ASEAN KEY DESTINATIONS
Philippines may chop government companies
The government is looking at abolishing government-owned and controlled corporations (GOCCs) and Government Financial Institutions (GFIs) that are not only obsolete but are also incurring ballooning liabilities, the Manila Times reports. Finance Secretary Cesar Purisima on Tuesday said that GOCCs, if not managed well, pose a threat to the country’s fiscal position.
“It is important that they are proactively managed as well,” Purisima added.
He said that under the administration of President Benigno Aquino 3rd, the Department of Finance would push for stronger oversight functions over GOCCs and GFIs.
Special attention, Purisima added, would be given to those that posted swelling liabilities in the past years such as the National Food Authority (NFA), Light Rail Transit Authority and National Irrigation Administration.
“We asked the Commission on Audit to set the right cut-off as to when the Aquino administration [would start] taking over these GOCCs and GFIs,” he said.
The Finance secretary added that NFA, among others, had become heavily indebted by P171 billion as of May this year.
“Thus, we are in talks with NFA and DA [Department of Agriculture] officials to limit its [NFA’s] powers to regulatory and warehousing and would instead course through its subsidy functions to the Department of Social Welfare and Development [DSWD],” Purisima said.

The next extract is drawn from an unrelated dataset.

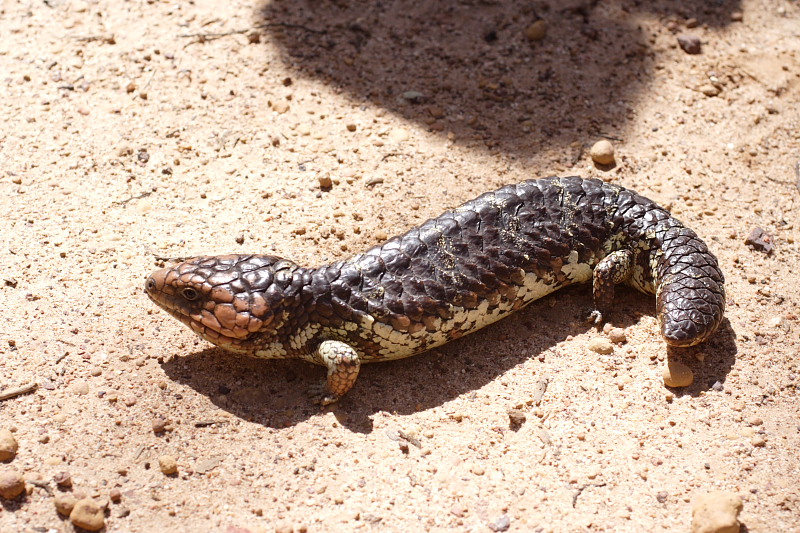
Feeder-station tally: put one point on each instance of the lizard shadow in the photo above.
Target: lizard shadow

He added that once the government was done with the assessment of the performance of each problematic GOCC and GFI, it would recommend either abolition or privatization of NFA.
“So far, we cannot do that yet since we have to observe the transition period, which would be in the next six months. Hence, all [other GOCCs and GFIs would not be touched] except NFA,” Purisima said.
He added that if the NFA and Agriculture officials would come to agree to removing the NFA’s subsidy functions, the officials need not seek legislative enactment to seal that agreement because such functions would only be budgetary in nature.
“We can withhold [NFA’s] subsidy fund and course it through the DSWD and convert it to conditional cash transfer, which is more effective in delivering this relief to disadvantaged Filipinos than subsidizing the price of rice for everyone,” Purisima said.
The embattled NFA’s administrator, Angelito Banayo, also on Tuesday announced that he would create an audit team to investigate the agency’s operations, particularly those involving rice importations.
The announcement came a day after President Aquino in his first State of the Nation Address (SONA) exposed the previous administration’s allegedly bloated importations.